First attempt at a tutorial for Indyo.

git-svn-id: https://svn.apache.org/repos/asf/lucene/java/trunk@150807 13f79535-47bb-0310-9956-ffa450edef68
2002-08-30 17:58:04 +00:00 · 2002-08-30 17:58:04 +00:00 · 6a2e1270e2
parent 297c09a863
commit 6a2e1270e2
1 changed files with 221 additions and 0 deletions
--- a/sandbox/contributions/indyo/xdocs/tutorial.xml
+++ b/sandbox/contributions/indyo/xdocs/tutorial.xml
@ -0,0 +1,221 @@
+<?xml version="1.0"?>
+
+<document>
+
+  <properties>
+    <title>Indyo Tutorial</title>
+    <author email="kelvint@apache.org">Kelvin Tan</author>
+  </properties>
+
+  <body>
+
+<section name="About this Tutorial">
+
+<p>
+  This tutorial is intended to give first-time users an
+  introduction to using Indyo, a datasource-independent 
+  Lucene indexing framework.
+</p>
+
+<p>
+  This will include how to obtain Indyo, configuring Indyo
+  and indexing a directory on a filesystem.
+</p>
+
+</section>
+
+<section name="Step 1: Obtaining Indyo">
+
+<p>
+  First, you need to obtain Indyo.  As
+  of this writing, Indyo is only available via CVS, from the 
+  "jakarta-lucene-sandbox" repository. See 
+  <a href="http://jakarta.apache.org/cvsindex.html">Jakarta CVS</a> 
+  on accessing files via CVS.</p>
+
+
+</section>
+
+<section name="Step 2: Building Indyo">
+
+<p>
+  Get a copy of <a href="http://jakarta.apache.org/ant">Ant</a> if 
+  you don't already have it installed. Then simply type "ant" in the 
+  directory where the local copy of the Indyo sources reside.
+</p>
+
+<p>
+	Voila! You should now have a jar file "indyo-<version number>.jar".
+</p>
+
+</section>
+
+<section name="Step 3: Configuring Indyo">
+
+<p>
+  The "src/conf" folder contains a default configuration file which is 
+  sufficient for normal use. 
+</p>
+
+</section>
+
+<section name="Step 4: Using Indyo">
+
+<p>
+	Congratulations, you have finally reached the fun the
+	part of this tutorial.  This is where you'll discover
+	the power of Indyo.  
+</p>
+
+<p>
+  To index a datasource, first instantiate the respective 
+  datasource, then hand it to IndyoIndexer for indexing. 
+  For example:
+</p>
+
+<source><![CDATA[
+IndexDataSource ds = new FSDataSource("/usr/local/lucene/docs");
+IndyoIndexer indexer = new IndyoIndexer("/usr/local/index", 
+										"/usr/local/indyo/default.config.xml");
+indexer.index(ds);										
+]]></source>
+
+<p>
+  FSDataSource is a simple datasource which indexes both files 
+  and directories. The metadata FSDataSource adds to each document is: 
+  filePath, fileName, fileSize, fileFormat, fileContents, 
+  fileLastModifiedDate.
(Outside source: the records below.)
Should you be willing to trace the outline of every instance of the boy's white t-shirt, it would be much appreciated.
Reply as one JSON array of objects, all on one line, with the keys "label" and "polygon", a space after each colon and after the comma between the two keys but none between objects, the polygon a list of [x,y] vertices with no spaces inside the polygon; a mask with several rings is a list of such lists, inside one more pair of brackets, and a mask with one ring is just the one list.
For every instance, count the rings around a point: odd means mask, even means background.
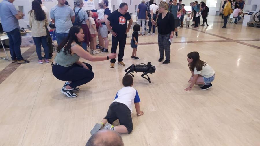
[{"label": "boy's white t-shirt", "polygon": [[104,18],[104,15],[105,15],[105,9],[100,9],[98,10],[96,12],[98,13],[98,19],[99,20],[101,20]]},{"label": "boy's white t-shirt", "polygon": [[156,10],[159,9],[159,7],[154,4],[152,4],[150,5],[150,10],[153,10],[153,14],[156,13]]},{"label": "boy's white t-shirt", "polygon": [[194,74],[199,75],[206,78],[211,77],[215,74],[215,71],[209,65],[206,64],[202,66],[202,70],[198,71],[195,67],[194,68]]},{"label": "boy's white t-shirt", "polygon": [[140,101],[138,93],[134,88],[132,87],[125,87],[118,91],[115,100],[112,102],[117,102],[124,104],[132,112],[133,104]]},{"label": "boy's white t-shirt", "polygon": [[190,17],[187,16],[185,18],[185,21],[189,21],[190,20]]}]

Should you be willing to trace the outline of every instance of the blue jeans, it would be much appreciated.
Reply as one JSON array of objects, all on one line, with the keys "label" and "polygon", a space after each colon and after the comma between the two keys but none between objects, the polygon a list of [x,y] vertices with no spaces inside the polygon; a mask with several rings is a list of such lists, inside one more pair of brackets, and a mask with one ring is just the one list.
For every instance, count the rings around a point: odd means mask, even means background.
[{"label": "blue jeans", "polygon": [[[239,20],[240,20],[240,19],[241,19],[241,17],[239,17],[239,16],[237,16],[237,17],[234,17],[234,18],[237,18],[237,22],[238,22],[238,21],[239,21]],[[235,20],[234,22],[236,23],[237,23],[237,19],[236,19]]]},{"label": "blue jeans", "polygon": [[62,42],[63,40],[68,36],[68,33],[59,34],[56,32],[56,40],[58,45]]},{"label": "blue jeans", "polygon": [[41,48],[42,45],[42,47],[44,49],[44,53],[45,53],[45,58],[46,59],[49,59],[49,47],[47,43],[46,39],[47,36],[41,36],[40,37],[33,37],[33,39],[34,42],[34,44],[36,47],[36,53],[37,53],[37,56],[38,56],[38,58],[39,60],[41,60],[42,58],[42,51]]},{"label": "blue jeans", "polygon": [[11,32],[7,32],[9,38],[9,46],[10,53],[12,60],[17,59],[21,60],[23,59],[21,55],[21,34],[18,28],[16,28]]},{"label": "blue jeans", "polygon": [[226,27],[226,23],[227,23],[227,18],[228,16],[224,16],[224,27]]}]

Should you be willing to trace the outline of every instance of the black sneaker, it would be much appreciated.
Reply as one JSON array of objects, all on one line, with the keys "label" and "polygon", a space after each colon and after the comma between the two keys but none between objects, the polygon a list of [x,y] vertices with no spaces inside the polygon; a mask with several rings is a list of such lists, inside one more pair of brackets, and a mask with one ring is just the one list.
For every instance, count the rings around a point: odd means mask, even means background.
[{"label": "black sneaker", "polygon": [[211,83],[209,83],[209,85],[204,85],[203,87],[200,87],[200,89],[204,90],[206,90],[209,89],[212,87],[212,84]]},{"label": "black sneaker", "polygon": [[135,60],[140,60],[140,58],[139,58],[138,57],[135,57]]},{"label": "black sneaker", "polygon": [[68,97],[69,98],[73,98],[77,97],[77,95],[73,92],[73,89],[66,89],[65,88],[65,86],[63,86],[63,87],[60,90],[62,93],[67,95]]},{"label": "black sneaker", "polygon": [[21,64],[23,63],[30,63],[30,61],[29,60],[26,60],[23,59],[17,61],[17,63],[19,64]]},{"label": "black sneaker", "polygon": [[158,61],[159,62],[161,62],[163,60],[164,60],[163,58],[160,58],[158,60]]},{"label": "black sneaker", "polygon": [[[134,58],[135,56],[134,56]],[[12,63],[15,63],[17,62],[17,58],[16,59],[14,60],[12,60]]]},{"label": "black sneaker", "polygon": [[[70,83],[69,83],[68,82],[65,82],[65,84],[64,84],[64,86],[66,86],[68,85]],[[77,87],[76,87],[73,88],[73,91],[77,91],[79,90],[79,88]]]},{"label": "black sneaker", "polygon": [[100,53],[108,53],[108,49],[105,49],[103,51],[101,51]]},{"label": "black sneaker", "polygon": [[103,51],[104,50],[105,50],[105,49],[106,49],[105,48],[101,48],[101,49],[99,49],[99,50],[100,51]]},{"label": "black sneaker", "polygon": [[102,47],[98,45],[96,45],[96,49],[101,49],[102,48]]},{"label": "black sneaker", "polygon": [[170,63],[170,60],[165,60],[164,61],[164,62],[163,62],[163,64],[168,64],[168,63]]}]

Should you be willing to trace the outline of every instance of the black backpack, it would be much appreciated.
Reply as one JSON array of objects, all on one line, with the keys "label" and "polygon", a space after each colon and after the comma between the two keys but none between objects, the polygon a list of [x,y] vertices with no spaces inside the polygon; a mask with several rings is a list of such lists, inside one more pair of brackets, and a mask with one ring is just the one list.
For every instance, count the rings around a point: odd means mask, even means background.
[{"label": "black backpack", "polygon": [[209,9],[207,6],[206,6],[206,8],[205,9],[205,10],[206,11],[206,12],[207,13],[208,13],[209,12]]},{"label": "black backpack", "polygon": [[82,21],[81,21],[80,19],[79,19],[79,15],[78,15],[78,14],[79,14],[79,11],[81,9],[81,8],[79,9],[79,10],[78,11],[78,12],[77,12],[77,13],[75,12],[75,10],[74,10],[74,12],[75,13],[75,21],[74,21],[74,23],[72,23],[72,25],[73,26],[81,26],[81,23],[82,23],[83,21],[85,20],[85,18],[84,18],[84,19],[83,19],[83,20],[82,20]]}]

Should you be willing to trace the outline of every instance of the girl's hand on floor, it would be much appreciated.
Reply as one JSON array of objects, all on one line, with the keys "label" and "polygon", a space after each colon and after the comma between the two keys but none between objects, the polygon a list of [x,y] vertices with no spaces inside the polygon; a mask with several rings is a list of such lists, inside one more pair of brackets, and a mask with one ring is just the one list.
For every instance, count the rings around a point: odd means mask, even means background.
[{"label": "girl's hand on floor", "polygon": [[142,111],[141,111],[141,110],[140,110],[140,112],[139,112],[139,114],[137,114],[137,115],[138,116],[142,116],[142,115],[144,114],[144,112],[143,112]]},{"label": "girl's hand on floor", "polygon": [[186,88],[186,89],[184,89],[184,90],[185,91],[190,91],[190,90],[191,90],[191,88],[189,86],[188,88]]}]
Based on the file extension of the files indexed, 
+  Indyo will use file content-handlers according to the mappings found in the 
+  configuration file. If you're not happy with this list of file 
+  metadata, feel free to subclass FSDataSource, or, as we're about 
+  to cover next, write your own custom IndexDataSource.
+</p>
+
+<p>
+	Get familiar with FSDataSource. You'll find it very handy, both for indexing 
+	files directly, as well as nesting it within another datasource. For example, 
+	you might need to index a database table, in which one of the rows represent 
+	the location of a file, and you may want to use FSDataSource to index this 
+	file as well.
+</p>
+
+<subsection name="Writing your custom IndexDataSource">
+
+<p>
+  To write a custom IndexDataSource, you need to write a class 
+  which implements IndexDataSource, and provides an implementation 
+  for the getData() method which returns a Map[]. The javadoc of the 
+  getData() method reads:
+</p>
+
+<source><![CDATA[
+/**
+ * Retrieve a array of Maps. Each map represents the
+ * a document to be indexed. The key:value pair of the map
+ * is the metadata of the document.
+ */
+]]></source>
+
+<p>
+  So, the getData() method provides a way for Indyo to retrieve document 
+  metadata from each IndexDataSource. A simple example of a custom 
+  IndexDataSource, HashMapDataSource is provided below.
+</p>
+
+<source><![CDATA[
+public class HashMapDataSource implements IndexDataSource
+{
+    private Map data;
+
+    public HashMapDataSource(Map data)
+    {
+        this.data = data;
+    }
+
+    public Map[] getData() throws Exception
+    {
+        return new Map[1]{data};
+    }
+}
+]]></source>
+
+<p>
+  As you can see, HashMapDataSource doesn't do anything very useful. It 
+  always results in one Document being indexed, and the document's fields 
+  depend on the contents of the map that HashMapDataSource was initialized 
+  with.
+</p>
+
+<p>
+	A slightly more useful IndexDataSource, SingleDocumentFSDataSource 
+	provides an example of how to nest datasources. Given a directory, 
+	SingleDocumentFSDataSource recursively indexes all directories 
+	and files within that directory <i>as the same Document</i>. In other 
+	words, only one Document is created in the index. This is accomplished 
+	by the use of a nested datasource. The code for 
+	SingleDocumentFSDataSource is listed below:
+</p>
+
+<source><![CDATA[	
+public class SingleDocumentFSDataSource
+        implements IndexDataSource
+{
+    private File file;
+
+    public SingleDocumentFSDataSource(File file)
+    {
+        this.file = file;
+    }
+
+    public Map[] getData() throws Exception
+    {
+        Map data = new HashMap(1);
+        data.put(NESTED_DATASOURCE, new FSDataSource(file));
+        return new Map[1]{data};
+    }
+}
+]]></source>
+
+<p>
+	Nested datasources don't result in a separate Document being created. 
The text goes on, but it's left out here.